Lib postal seems to be parsing things correctly

            "parsed_text": {
                "number": "22",
                "street": "lloyd george ave",
                "city": "toronto",
                "state": "ontario",
                "country": "CAN"
            }

But whosonfirst feature collection is wrong

 "type": "FeatureCollection",
    "features": [
        {
            "type": "Feature",
            "geometry": {
                "type": "Point",
                "coordinates": [
                    -97.471799,
                    31.05239
                ]
            },
            "properties": {
                "id": "102087307",
                "gid": "whosonfirst:county:102087307",
                "layer": "county",
                "source": "whosonfirst",
                "source_id": "102087307",
                "name": "Bell County",
                "confidence": 0.4,
                "match_type": "fallback",
                "accuracy": "centroid",
                "country": "United States",
                "country_gid": "whosonfirst:country:85633793",
                "country_a": "USA",
                "region": "Texas",
                "region_gid": "whosonfirst:region:85688753",
                "region_a": "TX",
                "county": "Bell County",
                "county_gid": "whosonfirst:county:102087307",
                "county_a": "BL",
                "label": "Bell County, TX, USA"
            }

This seems to be the case for all of Canada. Canada is never returned as country or the wrong feature collection is returned for a different country.

Steps to Reproduce
Install a fresh docker build of north america.

Expected behavior
Canada being returned as the country.

Environment (please complete the following information):

  • OS: Ubuntu 18.04
  • Docker versions: Docker version 19.03.8, docker-compose version 1.22.0
@getorca getorca added the bug Something isn't working label Apr 25, 2020
@getorca
Copy link
Author

getorca commented May 1, 2020

I can confirm there is the same issue / bug on the planet build.

@missinglink
Copy link
Member

Can you please post the complete output of the test suite as a gist or a pastebin including any errors?

@missinglink
Copy link
Member

There was a major change to the WOF data downloads
https://dist.whosonfirst.org/

The old ones were very old (>1yr), so this error could be due to:

  • more up-to-date data
  • Incorrect data (please check the sqlite database for error)
  • Incorrect configuration
  • Too much data for the PIP service (please check for errors)

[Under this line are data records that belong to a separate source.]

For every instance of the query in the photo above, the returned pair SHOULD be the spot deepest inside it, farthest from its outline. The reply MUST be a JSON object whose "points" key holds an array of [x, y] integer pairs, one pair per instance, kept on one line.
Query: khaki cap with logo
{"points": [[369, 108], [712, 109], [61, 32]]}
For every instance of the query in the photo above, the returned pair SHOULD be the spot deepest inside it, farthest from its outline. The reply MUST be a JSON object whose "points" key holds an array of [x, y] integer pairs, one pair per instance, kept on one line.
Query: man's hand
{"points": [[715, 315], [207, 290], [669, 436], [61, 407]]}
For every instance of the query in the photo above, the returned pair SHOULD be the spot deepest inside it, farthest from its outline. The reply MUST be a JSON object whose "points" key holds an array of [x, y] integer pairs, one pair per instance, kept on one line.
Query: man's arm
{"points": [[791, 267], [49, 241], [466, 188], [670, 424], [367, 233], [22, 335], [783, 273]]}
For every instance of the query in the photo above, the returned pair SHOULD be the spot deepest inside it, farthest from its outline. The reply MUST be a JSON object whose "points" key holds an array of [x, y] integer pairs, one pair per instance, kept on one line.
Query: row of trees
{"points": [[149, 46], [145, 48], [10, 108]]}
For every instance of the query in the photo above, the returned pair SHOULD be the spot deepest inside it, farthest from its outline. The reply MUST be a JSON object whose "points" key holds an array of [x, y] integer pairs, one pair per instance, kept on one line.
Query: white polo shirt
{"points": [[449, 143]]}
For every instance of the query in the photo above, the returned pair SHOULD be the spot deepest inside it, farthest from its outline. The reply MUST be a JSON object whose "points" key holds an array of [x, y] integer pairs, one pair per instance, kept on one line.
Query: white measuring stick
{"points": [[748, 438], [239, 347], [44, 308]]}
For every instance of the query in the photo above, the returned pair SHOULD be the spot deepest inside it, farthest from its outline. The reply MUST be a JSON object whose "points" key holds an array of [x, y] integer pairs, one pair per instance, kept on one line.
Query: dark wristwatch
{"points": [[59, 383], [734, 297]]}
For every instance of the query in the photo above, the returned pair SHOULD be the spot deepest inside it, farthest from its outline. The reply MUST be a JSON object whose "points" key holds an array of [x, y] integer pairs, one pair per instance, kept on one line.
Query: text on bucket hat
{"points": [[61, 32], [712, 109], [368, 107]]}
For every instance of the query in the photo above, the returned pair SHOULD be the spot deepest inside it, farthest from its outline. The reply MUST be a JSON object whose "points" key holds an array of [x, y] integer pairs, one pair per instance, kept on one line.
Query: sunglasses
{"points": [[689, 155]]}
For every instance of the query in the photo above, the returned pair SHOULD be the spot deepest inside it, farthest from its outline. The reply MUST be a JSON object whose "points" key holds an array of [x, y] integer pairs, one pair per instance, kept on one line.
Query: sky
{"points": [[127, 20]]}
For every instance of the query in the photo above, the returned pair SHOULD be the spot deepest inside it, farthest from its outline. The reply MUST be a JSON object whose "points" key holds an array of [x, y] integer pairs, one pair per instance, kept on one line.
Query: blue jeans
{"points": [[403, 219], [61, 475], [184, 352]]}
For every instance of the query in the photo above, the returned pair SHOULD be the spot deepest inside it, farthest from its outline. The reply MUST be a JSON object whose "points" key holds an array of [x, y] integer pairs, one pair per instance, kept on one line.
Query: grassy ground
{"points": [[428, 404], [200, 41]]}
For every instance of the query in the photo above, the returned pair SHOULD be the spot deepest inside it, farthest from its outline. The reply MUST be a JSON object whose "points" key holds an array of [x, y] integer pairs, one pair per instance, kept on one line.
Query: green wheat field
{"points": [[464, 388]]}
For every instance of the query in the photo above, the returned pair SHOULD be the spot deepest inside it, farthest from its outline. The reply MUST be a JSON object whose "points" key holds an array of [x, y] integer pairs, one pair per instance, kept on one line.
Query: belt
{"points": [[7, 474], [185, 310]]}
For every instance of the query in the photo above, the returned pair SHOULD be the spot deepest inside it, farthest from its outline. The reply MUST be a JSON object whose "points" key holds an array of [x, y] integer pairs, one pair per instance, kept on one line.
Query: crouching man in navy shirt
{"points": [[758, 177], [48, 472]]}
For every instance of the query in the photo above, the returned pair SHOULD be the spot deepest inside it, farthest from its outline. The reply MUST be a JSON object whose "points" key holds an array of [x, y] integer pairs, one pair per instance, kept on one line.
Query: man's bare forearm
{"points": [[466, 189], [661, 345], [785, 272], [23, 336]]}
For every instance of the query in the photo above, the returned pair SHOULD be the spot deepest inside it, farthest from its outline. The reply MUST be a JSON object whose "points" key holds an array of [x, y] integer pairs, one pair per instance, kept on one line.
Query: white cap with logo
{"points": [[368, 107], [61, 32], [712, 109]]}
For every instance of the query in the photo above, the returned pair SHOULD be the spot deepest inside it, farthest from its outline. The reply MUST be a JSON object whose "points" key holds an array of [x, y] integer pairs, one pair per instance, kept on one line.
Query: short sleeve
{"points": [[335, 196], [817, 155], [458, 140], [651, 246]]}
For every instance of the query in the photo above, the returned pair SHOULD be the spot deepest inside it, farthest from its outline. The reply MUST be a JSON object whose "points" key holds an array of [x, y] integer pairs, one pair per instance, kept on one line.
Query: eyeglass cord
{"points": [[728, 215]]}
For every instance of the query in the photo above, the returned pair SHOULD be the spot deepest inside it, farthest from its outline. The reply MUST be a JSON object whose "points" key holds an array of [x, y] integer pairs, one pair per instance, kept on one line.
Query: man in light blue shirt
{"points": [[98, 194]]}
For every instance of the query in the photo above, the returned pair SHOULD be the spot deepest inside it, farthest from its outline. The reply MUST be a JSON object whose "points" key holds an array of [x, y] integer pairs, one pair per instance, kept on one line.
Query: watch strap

Are there any other errors in the docker logs pelias compose logs which may be relevant?

Does this look to be isolated to Canada to you?

@getorca
Copy link
Author

getorca commented May 1, 2020

here is the pastebin for the test suite for a planet build:

https://pastebin.com/G60472XC

@getorca
Copy link
Author

getorca commented May 1, 2020

There was a major change to the WOF data downloads
https://dist.whosonfirst.org/

I'm using the latest version from several days ago that uses geocode.earth

Are there any other errors in the docker logs pelias compose logs which may be relevant?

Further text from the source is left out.